On the Formation and Physical Behaviour of Exhaled Particles

Detta är en avhandling från Chalmers University of Technology

Sammanfattning: Aerosol particles are generated in human airways and leave the body with exhaled air. The particles originate from the respiratory tract and contain non-volatile compounds that potentially may be used as biomarkers for various medical conditions. To utilise any information provided by the particles, they must be characterised. The work performed in this thesis focuses on measuring concentrations and size distributions of endogenous particles in exhaled air. The results give indications on how and where in the airways particles are formed. Number size distributions of exhaled particles, obtained from different individuals and breathing techniques, were measured. The results show that the inter-individual variation in number concentration is very high, while the size distribution peaks at about the same diameter for all subjects.

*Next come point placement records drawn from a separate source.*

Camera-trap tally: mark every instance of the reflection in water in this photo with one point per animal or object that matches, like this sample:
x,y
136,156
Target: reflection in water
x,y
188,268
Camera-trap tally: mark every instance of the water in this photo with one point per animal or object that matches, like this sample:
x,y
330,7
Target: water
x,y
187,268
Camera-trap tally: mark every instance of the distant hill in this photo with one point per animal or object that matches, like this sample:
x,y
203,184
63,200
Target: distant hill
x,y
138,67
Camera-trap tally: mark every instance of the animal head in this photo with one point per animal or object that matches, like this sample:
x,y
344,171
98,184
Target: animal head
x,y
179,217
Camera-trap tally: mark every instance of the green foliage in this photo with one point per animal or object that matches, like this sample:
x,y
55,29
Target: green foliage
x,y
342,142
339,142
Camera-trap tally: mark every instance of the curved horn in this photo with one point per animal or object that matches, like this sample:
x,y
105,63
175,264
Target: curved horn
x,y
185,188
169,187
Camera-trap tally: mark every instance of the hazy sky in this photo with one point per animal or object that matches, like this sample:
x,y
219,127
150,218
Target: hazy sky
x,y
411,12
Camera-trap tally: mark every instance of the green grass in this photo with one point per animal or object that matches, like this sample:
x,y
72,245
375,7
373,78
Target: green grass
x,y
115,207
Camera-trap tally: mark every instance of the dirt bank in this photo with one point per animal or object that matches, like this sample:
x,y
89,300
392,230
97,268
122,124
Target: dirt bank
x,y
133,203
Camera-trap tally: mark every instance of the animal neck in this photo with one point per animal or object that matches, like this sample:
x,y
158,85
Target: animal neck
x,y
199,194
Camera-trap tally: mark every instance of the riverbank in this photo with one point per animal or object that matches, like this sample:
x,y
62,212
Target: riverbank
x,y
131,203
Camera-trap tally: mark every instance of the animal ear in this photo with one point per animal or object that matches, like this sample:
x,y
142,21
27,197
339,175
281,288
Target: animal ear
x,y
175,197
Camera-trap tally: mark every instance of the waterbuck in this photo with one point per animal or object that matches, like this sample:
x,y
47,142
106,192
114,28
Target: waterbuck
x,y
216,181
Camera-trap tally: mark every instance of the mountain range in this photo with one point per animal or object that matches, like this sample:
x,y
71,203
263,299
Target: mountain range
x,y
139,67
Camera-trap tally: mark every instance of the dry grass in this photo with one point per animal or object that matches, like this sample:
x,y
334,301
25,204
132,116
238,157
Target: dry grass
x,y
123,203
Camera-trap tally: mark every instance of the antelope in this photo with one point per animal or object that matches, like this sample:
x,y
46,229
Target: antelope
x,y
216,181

The distribution peaks at a smaller particle diameter for tidal breathing than it does for breathing eaching airway closure. Moreover, deep exhalations result in significantly higher particle concentrations than tidal breathing. Exhalation followed by a few seconds breath hold amplifies the number of particles emitted in the subsequent exhalation, whereas breath hold after inhalation reduces the concentration. It was also found that a particle quickly shrinks when it leaves the saturated environment inside the human body for a surrounding with lower relative humidity. The results obtained support the theory that exhaled particles are created through a film rupture process. Following exhalation, airway closure and subsequent inhalation, fluid films are spanned across the airways. These films burst and form particles that leave the body with the next exhalation. It is suggested that tidal breathing activates the very smallest airways and produces the smallest particles. As exhalation depth increases, additional, larger airways close and larger particles are formed. Breath hold at low lung volume results in extensive airway closure and increased particle concentration, while breath hold at high lung volume causes deposition and loss of particles. It is further suggested that the particles are supersaturated liquid droplets shortly after leaving the human body.